ComtéComme tous les ans, les fédérations départementales des coopératives laitières (FDCL) du Doubs et du Jura se réunissent conjointement pour la séance plénière de leur assemblée générale. Cette réunion, à laquelle je me suis rendue, avait lieu ce jeudi 4 avril à Frasne.

Les fédérations départementales des coopératives laitières fédèrent et représentent les coopératives productrices de lait. Elles sont réunies au niveau national dans une fédération nationale.

En France, 60 groupes coopératifs et près de 200 coopératives « fruitières » collectent et valorisent le lait produit par leurs associés-coopérateurs. Plus de la moitié des 76 000 producteurs de lait en France sont les associés d’une coopérative laitière. Il s’agit pour les différents acteurs de promouvoir le modèle coopératif : un modèle économique performant, équitable, durable, humaniste et solidaire, qui répond aux aspirations de nombreux consommateurs-citoyens.

Alain Mathieu, président de la FDCL du Jura et Bernard Marmier, président de la FDCL du Doubs ont pu accueillir Jean-Paul Delevoye, président du Conseil économique, social et environnemental (CESE) et Daniel Costantini, ancien entraîneur de l’équipe de handball masculine, premier entraîneur à avoir amené une équipe nationale d’un sport collectif au titre de champion du monde. L’occasion de débattre autour du thème « L’après quotas, le match à gagner : pas d’autre choix que le collectif ! ».

En effet, instaurés en 1984 par deux règlements du Conseil européen, le dispositif réglementaire des quotas avait pour but de limiter le déséquilibre entre l’offre et la demande sur le marché du lait et des produits laitiers. La suppression des quotas laitiers par l’Union européenne est programmée pour 2015 mais elle est déjà en vigueur puisque les quantités de lait octroyées aux producteurs dépassent largement les possibilités d’absorption par le marché des appellations d’origine protégée (AOP).
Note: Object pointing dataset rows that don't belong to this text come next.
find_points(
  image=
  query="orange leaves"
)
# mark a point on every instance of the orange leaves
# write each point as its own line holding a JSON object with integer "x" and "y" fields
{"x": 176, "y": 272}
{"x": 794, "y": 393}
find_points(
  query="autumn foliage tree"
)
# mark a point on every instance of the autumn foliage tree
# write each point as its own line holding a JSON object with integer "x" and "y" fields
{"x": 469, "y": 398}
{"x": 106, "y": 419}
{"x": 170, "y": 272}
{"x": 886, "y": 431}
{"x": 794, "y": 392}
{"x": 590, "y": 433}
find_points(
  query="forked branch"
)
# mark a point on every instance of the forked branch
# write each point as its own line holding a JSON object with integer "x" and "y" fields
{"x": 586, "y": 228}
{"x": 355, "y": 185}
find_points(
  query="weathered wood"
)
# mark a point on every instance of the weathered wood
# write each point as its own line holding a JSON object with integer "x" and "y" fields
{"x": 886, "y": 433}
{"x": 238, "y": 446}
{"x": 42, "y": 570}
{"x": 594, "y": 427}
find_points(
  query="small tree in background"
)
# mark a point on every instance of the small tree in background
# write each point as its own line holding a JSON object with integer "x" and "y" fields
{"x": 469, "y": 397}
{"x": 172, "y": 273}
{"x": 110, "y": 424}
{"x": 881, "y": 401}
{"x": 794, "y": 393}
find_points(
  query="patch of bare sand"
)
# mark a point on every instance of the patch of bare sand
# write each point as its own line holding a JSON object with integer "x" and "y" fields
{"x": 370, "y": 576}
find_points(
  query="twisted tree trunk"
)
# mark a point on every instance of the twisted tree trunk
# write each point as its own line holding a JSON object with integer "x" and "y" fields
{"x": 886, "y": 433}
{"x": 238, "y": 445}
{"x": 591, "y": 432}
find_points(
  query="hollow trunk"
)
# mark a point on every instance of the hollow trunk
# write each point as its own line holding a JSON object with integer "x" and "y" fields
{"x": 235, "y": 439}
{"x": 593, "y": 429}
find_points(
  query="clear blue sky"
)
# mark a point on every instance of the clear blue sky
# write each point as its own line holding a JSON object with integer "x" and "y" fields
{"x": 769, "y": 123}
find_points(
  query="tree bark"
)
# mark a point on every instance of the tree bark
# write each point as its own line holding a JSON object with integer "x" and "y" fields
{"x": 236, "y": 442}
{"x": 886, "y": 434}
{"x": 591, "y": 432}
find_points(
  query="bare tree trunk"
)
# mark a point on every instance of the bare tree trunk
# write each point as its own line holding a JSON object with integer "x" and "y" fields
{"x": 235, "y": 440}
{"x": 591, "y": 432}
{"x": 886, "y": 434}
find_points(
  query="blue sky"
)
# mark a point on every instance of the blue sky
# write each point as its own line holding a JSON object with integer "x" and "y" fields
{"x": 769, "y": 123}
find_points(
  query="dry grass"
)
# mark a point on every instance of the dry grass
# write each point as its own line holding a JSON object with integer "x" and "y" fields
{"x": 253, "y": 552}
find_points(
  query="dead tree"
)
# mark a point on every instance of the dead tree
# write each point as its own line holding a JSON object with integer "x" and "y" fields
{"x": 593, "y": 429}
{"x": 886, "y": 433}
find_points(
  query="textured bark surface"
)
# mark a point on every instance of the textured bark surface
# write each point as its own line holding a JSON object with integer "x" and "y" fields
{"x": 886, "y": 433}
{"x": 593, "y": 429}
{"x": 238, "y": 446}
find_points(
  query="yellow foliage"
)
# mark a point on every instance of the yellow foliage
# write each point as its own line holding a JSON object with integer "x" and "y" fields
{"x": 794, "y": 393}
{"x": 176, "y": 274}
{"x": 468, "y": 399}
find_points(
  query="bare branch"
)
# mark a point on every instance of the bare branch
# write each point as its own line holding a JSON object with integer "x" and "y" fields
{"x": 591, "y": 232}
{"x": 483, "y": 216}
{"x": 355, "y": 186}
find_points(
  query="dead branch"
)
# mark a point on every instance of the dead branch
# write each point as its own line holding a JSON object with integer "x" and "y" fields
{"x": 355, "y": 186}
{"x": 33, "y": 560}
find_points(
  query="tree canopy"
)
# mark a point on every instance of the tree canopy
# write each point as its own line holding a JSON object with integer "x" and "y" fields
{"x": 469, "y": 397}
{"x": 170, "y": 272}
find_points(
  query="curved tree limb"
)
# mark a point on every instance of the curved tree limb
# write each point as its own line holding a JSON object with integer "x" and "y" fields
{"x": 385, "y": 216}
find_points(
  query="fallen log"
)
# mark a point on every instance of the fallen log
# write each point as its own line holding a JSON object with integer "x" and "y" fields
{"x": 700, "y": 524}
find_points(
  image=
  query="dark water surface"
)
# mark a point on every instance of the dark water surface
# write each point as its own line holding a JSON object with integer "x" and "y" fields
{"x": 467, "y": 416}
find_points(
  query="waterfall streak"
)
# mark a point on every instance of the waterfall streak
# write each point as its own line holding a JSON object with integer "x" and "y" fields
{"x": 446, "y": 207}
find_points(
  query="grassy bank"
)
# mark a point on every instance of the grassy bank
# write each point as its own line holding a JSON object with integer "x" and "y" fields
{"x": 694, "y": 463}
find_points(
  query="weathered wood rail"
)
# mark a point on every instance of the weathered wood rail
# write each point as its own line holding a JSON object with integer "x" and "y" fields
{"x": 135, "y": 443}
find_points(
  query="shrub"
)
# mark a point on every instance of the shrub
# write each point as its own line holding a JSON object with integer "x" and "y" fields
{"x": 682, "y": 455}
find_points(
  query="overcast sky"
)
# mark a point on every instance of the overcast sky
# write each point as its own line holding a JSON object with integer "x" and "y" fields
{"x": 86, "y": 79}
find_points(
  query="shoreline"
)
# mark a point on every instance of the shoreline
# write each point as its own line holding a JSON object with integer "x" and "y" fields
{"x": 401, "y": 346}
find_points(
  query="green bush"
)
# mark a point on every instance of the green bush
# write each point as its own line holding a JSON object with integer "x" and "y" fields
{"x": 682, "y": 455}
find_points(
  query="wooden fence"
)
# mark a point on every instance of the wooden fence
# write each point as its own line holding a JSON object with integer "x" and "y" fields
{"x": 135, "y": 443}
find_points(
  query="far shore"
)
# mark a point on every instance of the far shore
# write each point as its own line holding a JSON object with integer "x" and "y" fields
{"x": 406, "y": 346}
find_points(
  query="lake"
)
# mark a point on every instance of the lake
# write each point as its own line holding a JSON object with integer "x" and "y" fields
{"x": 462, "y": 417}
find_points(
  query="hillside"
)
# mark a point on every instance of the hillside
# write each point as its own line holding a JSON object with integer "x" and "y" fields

ComtéAujourd’hui, il est donc indispensable pour tous les acteurs de la filière d’écrire ensemble cette page blanche qui s’ouvre, en ayant une réflexion globale. Il s’agit à la fois d’un grand risque – celui de cette dérégulation totale dont on sait qu’elle peut entraîner les pires déséquilibres – mais aussi d’une opportunité de mobilisation collective pour consolider un modèle, celui de la coopération et du partage équitable de la valeur ajoutée. Après une année 2012 qui a été l’année internationale des coopératives, c’est un beau défi à relever et qui doit ancrer encore davantage les fruitières dans leur territoire. C’est aussi tout l’enjeu du fonds d’investissement « Coop’invest » créé en 2007 par les FDCL 25-39 et qui a été doté de 3 M€ de capitaux apportés par les coopératives laitières comtoise. Sa raison d’être : investir dans des projets structurants pour conserver l’équilibre de la filière et en garder la maîtrise localement, comme avec la société « Monts et Terroirs » issue de Juragruyère après sa vente par le groupe Entremonts alors en difficulté en 2008-2009 au groupe coopératif Sodiaal. « Coop’invest » a participé au tour de table en apportant des capitaux.

Autre enseignement de la matinée : la nécessité d’intensifier le travail auprès des jeunes agriculteurs, qui n’ont pas forcément spontanément l’esprit « coopérative ». En effet, les jeunes sont d’abord concentrés sur la réussite de leur installation, les projets de transformation et d’évolution de l’exploitation. Pourtant, dans une période plutôt favorable pour le prix du lait à Comté comme actuellement, il faut défendre le modèle coopératif qui permet la mise en commun de moyens – notamment financiers – pour être plus forts ensemble, partager les fruits de la réussite et surmonter plus facilement les difficultés.

Jean-Paul Delevoye

Jean-Paul Delevoye, président du CESE

Cette lutte contre l’individualisme naturel anime les dirigeants des coopératives laitières. Avec l’abandon des quotas, ils souhaitent réaffirmer les grands principes qui ont fait le succès de la filière Comté : 1 homme ou 1 femme = 1 voix dans l’esprit coopératif, il faut chercher à produire mieux avant de produire plus et dans une région où la compétitivité de la filière ne peut pas se faire sur le prix, elle doit se faire sur la différenciation et la valeur ajoutée.

Dans leurs interventions, Jean-Paul Delevoye et Daniel Costantini ont pu apporter leur éclairage particulièrement pertinent sur la période que nous traversons. Période de crises, mais aussi et surtout de métamorphose aux multiples défis. La coopération, les coopératives permettent d’échapper au temps court, à la dictature de l’instant et permettent de mieux partager les richesses. Des qualités à promouvoir.